The ideal is to have ignition create peak cylinder pressure in as few degrees of rotation past TDC as possible. The most power from the fuel consumed will be achieved when the combustion pressure peaks just as the piston begins to travel toward BDC.

It is necessary to give the flame a head start since it travels slower than the piston. The scale used to measure flame speed is meters/second and for the piston, feet per minute.

It must be recognized that the piston speed is a function of engine rpm and since it is mechanically linked, does not change; it is not influenced by external factors.

The same can not be said about the flame speed though; almost everything has influence over it.

Expansion variables

When an engine is designed the ignition setting and advance curve is based on the amount of cylinder fill for the operating state, the compression ratio, the level of  turbulence in the bore, the operating temperature, and the natural burn speed of the fuel.

Internal turbulence caused by the filling of the bore with the air/fuel mixture and then by the piston compressing it, is the most influential on accelerating the natural burn speed of the gasoline.

As an engine ages, the valves do not seal properly along with the piston rings and cylinder wall, carbon deposits limit cylinder fill, and if equipped with a timing chain,  stretch alters the camshaft timing from the desired location. The engine runs fine but it is not what it used to be.

Modern gasoline also has a different burn speed than the fuel produced when the engine was new. The speed of the flame’s expansion may be faster or slower. The ignition timing needs to reflect this.

The issue is two fold: an engine due to age has a unique expansion event; fuel with different burn speed characteristics is being used.

A simple answer to a complex equation

It is impossible for anyone to calculate the internal engine events and match them to an unknown fuel burn rate. The good thing is the engine will tell you what it wants by the way it starts, idles, loads and generally how it runs.

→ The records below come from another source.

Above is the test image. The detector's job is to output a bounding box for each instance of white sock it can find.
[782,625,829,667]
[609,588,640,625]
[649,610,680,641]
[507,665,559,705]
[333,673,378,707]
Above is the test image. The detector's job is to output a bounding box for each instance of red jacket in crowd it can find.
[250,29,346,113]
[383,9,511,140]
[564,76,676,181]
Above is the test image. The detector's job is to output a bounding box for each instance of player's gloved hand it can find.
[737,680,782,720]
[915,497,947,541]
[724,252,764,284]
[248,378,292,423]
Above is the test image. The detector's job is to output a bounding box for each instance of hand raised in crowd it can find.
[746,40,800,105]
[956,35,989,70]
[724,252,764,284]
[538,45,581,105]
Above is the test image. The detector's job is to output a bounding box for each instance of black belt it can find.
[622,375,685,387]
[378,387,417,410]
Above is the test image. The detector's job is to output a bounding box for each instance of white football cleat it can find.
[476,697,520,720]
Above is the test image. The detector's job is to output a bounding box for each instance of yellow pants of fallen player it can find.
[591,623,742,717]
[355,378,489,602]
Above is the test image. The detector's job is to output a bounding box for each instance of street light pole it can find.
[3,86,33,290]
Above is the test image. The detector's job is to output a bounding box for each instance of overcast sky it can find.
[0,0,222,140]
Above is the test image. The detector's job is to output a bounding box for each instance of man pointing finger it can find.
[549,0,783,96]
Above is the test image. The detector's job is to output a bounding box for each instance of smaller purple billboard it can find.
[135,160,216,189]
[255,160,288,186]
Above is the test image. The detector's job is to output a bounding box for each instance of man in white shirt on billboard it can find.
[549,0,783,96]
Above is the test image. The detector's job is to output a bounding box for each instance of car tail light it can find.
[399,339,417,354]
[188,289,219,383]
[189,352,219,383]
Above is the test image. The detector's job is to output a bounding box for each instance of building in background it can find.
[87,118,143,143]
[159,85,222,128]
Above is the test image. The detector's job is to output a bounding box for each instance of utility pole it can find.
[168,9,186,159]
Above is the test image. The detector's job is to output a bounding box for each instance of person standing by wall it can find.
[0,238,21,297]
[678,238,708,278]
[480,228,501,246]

The approach is to start at the factory timing specification as a baseline and pay attention to how the engine performs. Then advance the timing two degrees and see how it likes it. Then go back to two degrees from the factory setting. You now have a four degree swing. Depending on the results, add timing in two degree intervals in the direction it liked until you reach the point where the performance degrades. Back the setting up one to two degrees and you found the sweet spot!